The Slicing Tip For Beef Stir-Fry That Ensures Tender Bites Of Meat

If your beef in black bean sauce tastes as chewy as an old boot then you've probably been skipping a vital prep step — slicing your meat against the grain. This simple move produces beef stir-fries that are tender and succulent instead of stringy, rubbery, and overcooked. But what does cutting against the grain mean anyway?

Take a closer look at your beef and you should be able to see the muscle fibers running along the surface in relatively straight lines from one side to the other. The direction of these parallel lines is what's known as the grain. If you cut your beef in the same direction, you'll end up with slices of protein with very long fibers that are hard to chew. You must slice the beef perpendicular to the grain to cut the fibers into shorter lengths. This is particularly important for stir-fries because the meat has to cook at speed, unlike slower cooking methods where tough, longer fibers have time to break down and soften over an extended period.

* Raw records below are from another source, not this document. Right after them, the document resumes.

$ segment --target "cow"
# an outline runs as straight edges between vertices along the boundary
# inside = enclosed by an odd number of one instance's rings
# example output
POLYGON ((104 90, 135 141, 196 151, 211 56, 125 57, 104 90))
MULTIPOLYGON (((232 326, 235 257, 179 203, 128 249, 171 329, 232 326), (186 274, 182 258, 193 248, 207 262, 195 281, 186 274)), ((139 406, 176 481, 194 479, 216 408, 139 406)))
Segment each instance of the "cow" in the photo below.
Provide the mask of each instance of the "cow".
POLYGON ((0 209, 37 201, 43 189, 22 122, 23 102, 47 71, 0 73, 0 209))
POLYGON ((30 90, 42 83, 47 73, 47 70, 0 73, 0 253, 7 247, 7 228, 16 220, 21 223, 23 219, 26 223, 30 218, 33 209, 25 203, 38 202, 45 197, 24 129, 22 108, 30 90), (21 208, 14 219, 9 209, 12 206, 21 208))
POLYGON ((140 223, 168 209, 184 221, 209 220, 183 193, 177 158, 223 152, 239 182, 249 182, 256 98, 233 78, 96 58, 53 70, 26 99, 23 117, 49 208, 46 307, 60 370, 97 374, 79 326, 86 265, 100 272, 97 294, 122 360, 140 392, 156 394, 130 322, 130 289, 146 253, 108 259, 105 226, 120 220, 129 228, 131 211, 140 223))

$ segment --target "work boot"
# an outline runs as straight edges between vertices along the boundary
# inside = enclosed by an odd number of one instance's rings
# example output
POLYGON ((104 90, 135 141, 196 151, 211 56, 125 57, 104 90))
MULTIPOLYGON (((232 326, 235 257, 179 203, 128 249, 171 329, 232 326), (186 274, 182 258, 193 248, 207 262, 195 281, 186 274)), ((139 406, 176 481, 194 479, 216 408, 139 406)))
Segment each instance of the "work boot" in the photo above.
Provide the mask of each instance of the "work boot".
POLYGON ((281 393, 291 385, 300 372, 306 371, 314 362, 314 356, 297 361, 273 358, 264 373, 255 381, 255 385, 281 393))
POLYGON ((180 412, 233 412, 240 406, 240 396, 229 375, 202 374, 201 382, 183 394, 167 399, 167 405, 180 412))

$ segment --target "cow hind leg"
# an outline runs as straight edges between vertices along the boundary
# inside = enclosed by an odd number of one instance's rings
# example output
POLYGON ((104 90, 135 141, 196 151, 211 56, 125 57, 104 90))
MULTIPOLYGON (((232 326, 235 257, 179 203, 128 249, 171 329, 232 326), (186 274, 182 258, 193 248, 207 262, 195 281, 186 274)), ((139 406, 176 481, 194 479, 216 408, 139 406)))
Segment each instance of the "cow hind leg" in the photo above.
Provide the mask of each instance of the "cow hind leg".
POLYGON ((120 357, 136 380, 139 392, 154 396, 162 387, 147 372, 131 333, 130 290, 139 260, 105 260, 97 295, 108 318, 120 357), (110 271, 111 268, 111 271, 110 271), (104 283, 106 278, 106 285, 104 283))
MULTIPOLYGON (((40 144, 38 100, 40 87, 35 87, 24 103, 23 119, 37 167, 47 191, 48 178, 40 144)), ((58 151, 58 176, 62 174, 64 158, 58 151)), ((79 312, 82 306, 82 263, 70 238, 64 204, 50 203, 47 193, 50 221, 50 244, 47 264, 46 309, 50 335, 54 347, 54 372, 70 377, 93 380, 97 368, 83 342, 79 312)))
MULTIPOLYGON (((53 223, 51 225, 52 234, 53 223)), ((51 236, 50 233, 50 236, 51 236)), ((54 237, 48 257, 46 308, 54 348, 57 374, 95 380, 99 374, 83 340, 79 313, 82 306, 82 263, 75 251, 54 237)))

Choosing the best cuts of meat for stir-fry (such as skirt, strip, or flank steak) is the first step to eliciting tender results. For example, cuts with distinct grains, like brisket, are tougher than those with finer grains that are harder to see, such as tenderloin and filet mignon. However, it's vital that you cut across the grain to guarantee that each bite is deliciously juicy and yielding no matter which cut you select.

Slice your beef as thinly as possible

Once you've settled on which direction to cut your beef, aim to slice it as thinly as possible to encourage it to cook quickly in the intense heat of the wok. This will guarantee that your protein remains tender and your vegetables stay crisp. If the slices of beef are too thick, they'll need to cook longer to allow the heat to reach the center. This results in strips of beef that have a fibrous texture and a chewy outer surface, as well as overcooked vegetables that have lost their appetizing crunch. 

Freezing your stir-fry beef for 30 minutes can make it easier to cut it into super-thin slices. However, if you don't have time to freeze your flank steak, you can flatten it with a mallet or rolling pin to tenderize the connective tissues in the meat before slicing it against the grain. Coating your protein in cornstarch and baking soda before stir-frying them is another useful move to tenderize the fibers. Once you've mastered all these tips and techniques for the perfect stir fry, you'll soon be recreating restaurant-style dishes at home that are lusciously tender and light, such as spicy sesame beef and beef in black bean sauce.